The title is a quote from a Ken Robinson Education TED talk. Another is "Teaching is not a delivery system." It's worth a listen:
One quibble. He says that the purpose of education is learning. I know that's obvious, but it's also easily misplaced, because it leads to the business of measuring learning. The truth is that nobody really knows what "learning" is, and it's probably not one thing at all. The simple-minded view that a teacher shows you how to perform a task, and then you can do it yourself is ubiquitous, but dangerously incomplete. Going back to the title of the post, the real purpose of education is to produce achievement. But schools almost uniformly get a pass on this--students aren't expected to achieve anything real, just pass tests. Ironically perhaps, this is absolutely not true in athletics, where it's not enough to play a good practice game. Nobody really cares about that.
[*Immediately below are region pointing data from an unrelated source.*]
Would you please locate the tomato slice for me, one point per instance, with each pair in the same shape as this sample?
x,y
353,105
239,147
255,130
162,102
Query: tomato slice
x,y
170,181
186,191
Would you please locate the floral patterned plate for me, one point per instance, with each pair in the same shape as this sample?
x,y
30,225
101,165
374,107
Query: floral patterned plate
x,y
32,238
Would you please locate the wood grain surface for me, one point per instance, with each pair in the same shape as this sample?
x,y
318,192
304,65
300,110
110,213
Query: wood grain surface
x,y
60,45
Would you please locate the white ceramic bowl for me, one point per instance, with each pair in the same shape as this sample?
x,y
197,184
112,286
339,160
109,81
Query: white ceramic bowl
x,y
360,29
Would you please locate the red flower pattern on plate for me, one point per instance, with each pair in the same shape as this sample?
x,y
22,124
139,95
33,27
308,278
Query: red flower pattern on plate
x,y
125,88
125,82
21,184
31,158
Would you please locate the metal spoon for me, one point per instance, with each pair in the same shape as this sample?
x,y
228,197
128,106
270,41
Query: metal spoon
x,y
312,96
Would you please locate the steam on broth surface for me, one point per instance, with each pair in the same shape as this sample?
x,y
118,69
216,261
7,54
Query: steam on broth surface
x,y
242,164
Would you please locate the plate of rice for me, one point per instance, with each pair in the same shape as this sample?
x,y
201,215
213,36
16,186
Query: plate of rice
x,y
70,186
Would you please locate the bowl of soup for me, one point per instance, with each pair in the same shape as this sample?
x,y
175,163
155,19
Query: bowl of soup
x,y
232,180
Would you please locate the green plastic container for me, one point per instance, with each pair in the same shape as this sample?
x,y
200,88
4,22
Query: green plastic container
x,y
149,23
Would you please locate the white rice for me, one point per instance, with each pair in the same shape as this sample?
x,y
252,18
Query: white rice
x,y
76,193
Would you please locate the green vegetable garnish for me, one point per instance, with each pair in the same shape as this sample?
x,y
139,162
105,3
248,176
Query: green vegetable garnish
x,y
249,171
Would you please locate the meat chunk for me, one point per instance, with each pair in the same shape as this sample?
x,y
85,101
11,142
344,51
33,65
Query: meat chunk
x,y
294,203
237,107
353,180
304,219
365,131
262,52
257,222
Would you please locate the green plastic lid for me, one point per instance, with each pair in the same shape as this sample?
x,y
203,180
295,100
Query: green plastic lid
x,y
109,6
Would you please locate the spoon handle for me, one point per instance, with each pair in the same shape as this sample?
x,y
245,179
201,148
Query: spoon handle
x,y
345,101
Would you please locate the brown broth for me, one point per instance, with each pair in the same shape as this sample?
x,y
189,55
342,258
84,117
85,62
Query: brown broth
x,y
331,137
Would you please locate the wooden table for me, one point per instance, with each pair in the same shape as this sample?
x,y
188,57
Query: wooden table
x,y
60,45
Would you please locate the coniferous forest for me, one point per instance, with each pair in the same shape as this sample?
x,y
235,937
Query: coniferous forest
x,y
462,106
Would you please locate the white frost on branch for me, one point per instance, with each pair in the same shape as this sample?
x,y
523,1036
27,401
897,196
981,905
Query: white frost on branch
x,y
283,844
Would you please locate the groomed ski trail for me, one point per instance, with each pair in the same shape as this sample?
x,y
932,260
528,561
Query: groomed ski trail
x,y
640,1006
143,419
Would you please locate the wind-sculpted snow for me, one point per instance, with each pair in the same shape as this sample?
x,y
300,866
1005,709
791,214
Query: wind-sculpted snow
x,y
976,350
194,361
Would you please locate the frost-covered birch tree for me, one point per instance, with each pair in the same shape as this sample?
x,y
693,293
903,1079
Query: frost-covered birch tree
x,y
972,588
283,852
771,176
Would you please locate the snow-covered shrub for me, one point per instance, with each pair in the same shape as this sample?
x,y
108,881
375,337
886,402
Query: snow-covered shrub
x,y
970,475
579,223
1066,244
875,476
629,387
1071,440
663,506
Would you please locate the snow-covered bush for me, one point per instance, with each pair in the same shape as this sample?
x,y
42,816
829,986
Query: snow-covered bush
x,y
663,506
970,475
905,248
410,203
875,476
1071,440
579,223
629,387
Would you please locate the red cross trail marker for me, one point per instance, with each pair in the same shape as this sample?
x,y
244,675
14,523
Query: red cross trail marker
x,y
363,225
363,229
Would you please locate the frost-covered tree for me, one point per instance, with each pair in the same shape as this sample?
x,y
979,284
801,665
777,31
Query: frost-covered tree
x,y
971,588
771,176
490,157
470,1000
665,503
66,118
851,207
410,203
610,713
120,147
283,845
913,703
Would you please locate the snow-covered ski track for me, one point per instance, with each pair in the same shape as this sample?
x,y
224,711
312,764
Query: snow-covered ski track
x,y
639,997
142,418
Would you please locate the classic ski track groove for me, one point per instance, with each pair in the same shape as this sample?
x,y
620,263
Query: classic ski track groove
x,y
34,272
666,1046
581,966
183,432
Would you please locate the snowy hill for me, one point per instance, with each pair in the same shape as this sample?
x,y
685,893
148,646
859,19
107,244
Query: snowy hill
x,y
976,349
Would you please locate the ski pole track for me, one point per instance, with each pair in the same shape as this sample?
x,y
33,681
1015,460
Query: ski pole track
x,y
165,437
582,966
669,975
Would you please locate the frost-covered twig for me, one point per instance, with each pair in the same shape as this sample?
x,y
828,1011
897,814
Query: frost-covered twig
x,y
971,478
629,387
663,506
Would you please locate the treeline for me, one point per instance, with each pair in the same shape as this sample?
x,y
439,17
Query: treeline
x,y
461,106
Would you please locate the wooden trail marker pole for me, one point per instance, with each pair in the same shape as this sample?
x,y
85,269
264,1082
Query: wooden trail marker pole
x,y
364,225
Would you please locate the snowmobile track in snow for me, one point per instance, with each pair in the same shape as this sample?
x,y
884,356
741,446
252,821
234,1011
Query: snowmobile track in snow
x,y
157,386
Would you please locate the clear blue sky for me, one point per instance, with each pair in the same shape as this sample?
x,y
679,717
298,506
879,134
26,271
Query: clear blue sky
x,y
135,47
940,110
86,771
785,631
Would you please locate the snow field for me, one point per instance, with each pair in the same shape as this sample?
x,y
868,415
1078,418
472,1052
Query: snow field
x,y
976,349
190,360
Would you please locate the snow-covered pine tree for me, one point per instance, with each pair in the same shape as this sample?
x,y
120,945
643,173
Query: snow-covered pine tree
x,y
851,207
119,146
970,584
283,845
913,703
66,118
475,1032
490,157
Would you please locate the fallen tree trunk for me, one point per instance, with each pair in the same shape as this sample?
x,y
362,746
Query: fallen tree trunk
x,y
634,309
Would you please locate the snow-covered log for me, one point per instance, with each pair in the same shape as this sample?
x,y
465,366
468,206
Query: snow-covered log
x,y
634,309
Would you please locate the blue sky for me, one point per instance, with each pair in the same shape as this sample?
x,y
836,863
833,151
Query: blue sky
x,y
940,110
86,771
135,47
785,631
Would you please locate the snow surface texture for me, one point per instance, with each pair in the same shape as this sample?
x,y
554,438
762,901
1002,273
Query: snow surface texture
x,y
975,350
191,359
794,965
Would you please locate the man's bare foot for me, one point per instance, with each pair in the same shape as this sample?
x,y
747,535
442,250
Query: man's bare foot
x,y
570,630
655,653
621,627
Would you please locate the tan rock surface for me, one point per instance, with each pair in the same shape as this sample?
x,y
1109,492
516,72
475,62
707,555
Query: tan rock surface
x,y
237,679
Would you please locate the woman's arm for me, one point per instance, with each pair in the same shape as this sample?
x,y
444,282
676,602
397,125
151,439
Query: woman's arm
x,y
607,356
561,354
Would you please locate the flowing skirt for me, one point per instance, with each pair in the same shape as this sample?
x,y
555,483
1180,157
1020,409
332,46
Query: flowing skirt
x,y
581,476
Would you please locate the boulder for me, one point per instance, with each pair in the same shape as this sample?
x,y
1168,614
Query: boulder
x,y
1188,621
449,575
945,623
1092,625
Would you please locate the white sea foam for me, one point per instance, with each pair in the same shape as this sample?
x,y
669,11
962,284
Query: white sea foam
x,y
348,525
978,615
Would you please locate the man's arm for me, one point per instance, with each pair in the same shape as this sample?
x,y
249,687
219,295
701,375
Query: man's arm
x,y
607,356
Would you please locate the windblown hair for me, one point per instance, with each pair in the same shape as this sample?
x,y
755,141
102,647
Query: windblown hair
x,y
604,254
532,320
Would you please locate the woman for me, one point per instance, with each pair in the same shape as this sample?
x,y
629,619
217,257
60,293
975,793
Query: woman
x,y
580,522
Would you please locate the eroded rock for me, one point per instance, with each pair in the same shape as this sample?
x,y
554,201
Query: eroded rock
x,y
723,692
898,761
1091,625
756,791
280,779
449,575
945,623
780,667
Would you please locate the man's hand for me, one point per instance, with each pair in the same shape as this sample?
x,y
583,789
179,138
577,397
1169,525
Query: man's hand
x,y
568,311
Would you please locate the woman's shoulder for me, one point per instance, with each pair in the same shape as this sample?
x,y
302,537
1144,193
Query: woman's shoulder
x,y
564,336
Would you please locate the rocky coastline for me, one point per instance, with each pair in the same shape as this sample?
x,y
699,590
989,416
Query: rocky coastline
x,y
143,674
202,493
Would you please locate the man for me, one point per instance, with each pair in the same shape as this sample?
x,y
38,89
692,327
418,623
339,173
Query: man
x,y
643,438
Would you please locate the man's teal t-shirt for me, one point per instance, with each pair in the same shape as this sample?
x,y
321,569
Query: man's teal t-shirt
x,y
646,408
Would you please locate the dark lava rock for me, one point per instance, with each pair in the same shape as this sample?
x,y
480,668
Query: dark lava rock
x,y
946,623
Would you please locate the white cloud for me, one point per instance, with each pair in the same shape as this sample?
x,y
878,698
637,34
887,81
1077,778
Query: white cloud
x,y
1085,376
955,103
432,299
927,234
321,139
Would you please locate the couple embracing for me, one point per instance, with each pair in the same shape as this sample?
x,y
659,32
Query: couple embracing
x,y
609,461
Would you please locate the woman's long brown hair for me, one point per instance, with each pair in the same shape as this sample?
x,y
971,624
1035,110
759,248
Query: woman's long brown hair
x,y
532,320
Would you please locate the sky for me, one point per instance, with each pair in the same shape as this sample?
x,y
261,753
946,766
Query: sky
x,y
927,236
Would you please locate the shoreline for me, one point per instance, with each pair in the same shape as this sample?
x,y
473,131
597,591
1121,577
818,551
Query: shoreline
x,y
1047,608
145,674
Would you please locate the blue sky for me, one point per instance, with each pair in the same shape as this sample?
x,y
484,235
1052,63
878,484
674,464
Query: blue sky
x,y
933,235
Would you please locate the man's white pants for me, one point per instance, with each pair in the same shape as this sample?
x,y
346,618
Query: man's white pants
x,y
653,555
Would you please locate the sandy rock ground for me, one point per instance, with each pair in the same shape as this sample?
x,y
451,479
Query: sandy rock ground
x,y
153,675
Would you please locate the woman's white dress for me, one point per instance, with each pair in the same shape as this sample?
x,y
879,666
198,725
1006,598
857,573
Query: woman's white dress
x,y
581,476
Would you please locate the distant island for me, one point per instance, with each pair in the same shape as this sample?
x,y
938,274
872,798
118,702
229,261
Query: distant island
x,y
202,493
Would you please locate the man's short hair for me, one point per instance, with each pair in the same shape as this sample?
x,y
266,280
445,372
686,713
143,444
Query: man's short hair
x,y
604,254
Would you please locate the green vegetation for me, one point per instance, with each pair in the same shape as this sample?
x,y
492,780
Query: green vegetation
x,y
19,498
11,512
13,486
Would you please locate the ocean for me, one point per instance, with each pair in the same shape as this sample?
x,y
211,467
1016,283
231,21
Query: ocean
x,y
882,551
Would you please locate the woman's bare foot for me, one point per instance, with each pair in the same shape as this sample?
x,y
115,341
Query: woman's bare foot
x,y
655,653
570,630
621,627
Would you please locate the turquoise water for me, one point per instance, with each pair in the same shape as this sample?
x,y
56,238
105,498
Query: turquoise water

The effect of this shift in perspective is subtle but powerful. If we want achievement, we should cultivate curiosity and intrinsic motivation, and this is a completely different pedagogy than lecture-test-certify. The thesis of an ongoing research project at my college is that the Internet allows the kind of direct engagement with the world that makes this achievement possible in all areas of study. Others are moving in that direction too. You can see an example in Auburn University's Quality Enhancement Plan. They don't take the idea as far as we are trying to, but it's a very nice project, and I love the tag line: Learn it. Live it. Share it.